- Directed by: John Arnold
- Written by: John Arnold
- Based on: an original story by Anthony Simmons
- Produced by: Anthony Simmons Ian Gibson-Smith
- Starring: Lee Patterson Diane Cilento Duncan Lamont
- Cinematography: Walter Lassally
- Edited by: Alvin Bailey
- Music by: Ken Sykora
- Production company: Harlequin Productions
- Distributed by: Independent Film Distributors
- Release date: 29 November 1954;
- Running time: 84 minutes
- Country: United Kingdom
- Language: English

= The Passing Stranger =

1954 British film by John Arnold

The Passing Stranger is a 1954 British crime film written and directed by John Arnold, and starring Lee Patterson, Diane Cilento and Duncan Lamont. It was produced by Anthony Simmons, who also wrote the original film story, and Ian Gibson-Smith, with Leon Clore as executive producer for Harlequin Productions.

==Plot==
Chick, an American soldier serving in Europe, has deserted and is trying to find his way back to the US. After falling in with a gang of criminals, he is on the run after a robbery went wrong, and hides up at a roadside café near a small British town (Banbury). One of the owners of the café, Jill, falls for him and they make a plan to run away together.

==Cast==
- Lee Patterson as Chick
- Diane Cilento as Jill
- Duncan Lamont as Fred
- Olive Gregg as Meg
- Liam Redmond as Barnes
- Harold Lang as Spicer
- Mark Dignam as Inspector
- Paul Whitsun-Jones as Lloyd
- Alfie Bass as Harry
- Cameron Hall as Maxie
- George A. Cooper as Charlie
- Lyndon Brook as Mike
- Harry H. Corbett as Cafe Patron

==Critical reception==
Monthly Film Bulletin said "There is evidence, in this film of modest means, of an attempt to break out of the usually shoddy straitjacket of British second features. Technically, in all departments except sound, The Passing Stranger is well above the average of its kind; but its story is implausible, thinly written and poorly constructed, its characterisation unconvincing, and its direction fails to impose any clear narrative grasp. Its human portraiture, and sense of locale – except for some atmospherically shot locations – is in fact strenuously unreal. Lee Patterson and Duncan Lamont play very adequately, Diane Cilento is miscast but has an interesting personality, and the rest of the acting is poor."
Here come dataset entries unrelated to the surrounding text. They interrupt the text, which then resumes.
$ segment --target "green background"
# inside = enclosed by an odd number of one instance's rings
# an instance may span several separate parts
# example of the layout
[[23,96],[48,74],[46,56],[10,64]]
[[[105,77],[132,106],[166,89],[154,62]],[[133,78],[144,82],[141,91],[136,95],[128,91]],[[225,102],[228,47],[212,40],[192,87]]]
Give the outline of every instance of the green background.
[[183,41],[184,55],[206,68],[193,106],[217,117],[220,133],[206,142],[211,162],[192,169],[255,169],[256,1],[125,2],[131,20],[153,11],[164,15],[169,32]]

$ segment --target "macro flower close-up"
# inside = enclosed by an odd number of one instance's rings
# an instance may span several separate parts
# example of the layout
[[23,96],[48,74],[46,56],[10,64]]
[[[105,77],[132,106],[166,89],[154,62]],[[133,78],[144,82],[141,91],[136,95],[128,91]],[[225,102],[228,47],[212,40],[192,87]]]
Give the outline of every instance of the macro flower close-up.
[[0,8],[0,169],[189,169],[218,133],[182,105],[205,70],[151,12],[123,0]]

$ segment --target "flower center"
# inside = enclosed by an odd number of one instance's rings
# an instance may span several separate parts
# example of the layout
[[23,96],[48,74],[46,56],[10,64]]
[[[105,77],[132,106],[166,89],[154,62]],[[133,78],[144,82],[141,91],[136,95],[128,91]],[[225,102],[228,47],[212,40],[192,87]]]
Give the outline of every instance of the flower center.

Kine Weekly said "The picture opens promisingly but its characters soon prove to be cardboard and instead of getting down to brass tacks wear their hearts on their sleeves and talk their heads off. Lee Patterson fails, through no fault of his own, to achieve the impossible and convince as the embittered Chick. Diane Cilento looks a sight as Jill, Duncan Lamont is a fish out of water as Fred, and the rest are merely uncomfortable passengers. There is a signature tune, intended to give it tone, but it's little more than a wail. As for the settings, they're as cheerless as the plot."

var

In British Sound Films: The Studio Years 1928–1959 David Quinlan rated the film as "average", writing: "Ambitious second-feature lacks basic material."

TV Guide wrote "This decent second feature tries hard but fails because of script limitations."

Allmovie called it "a passing good little film noir."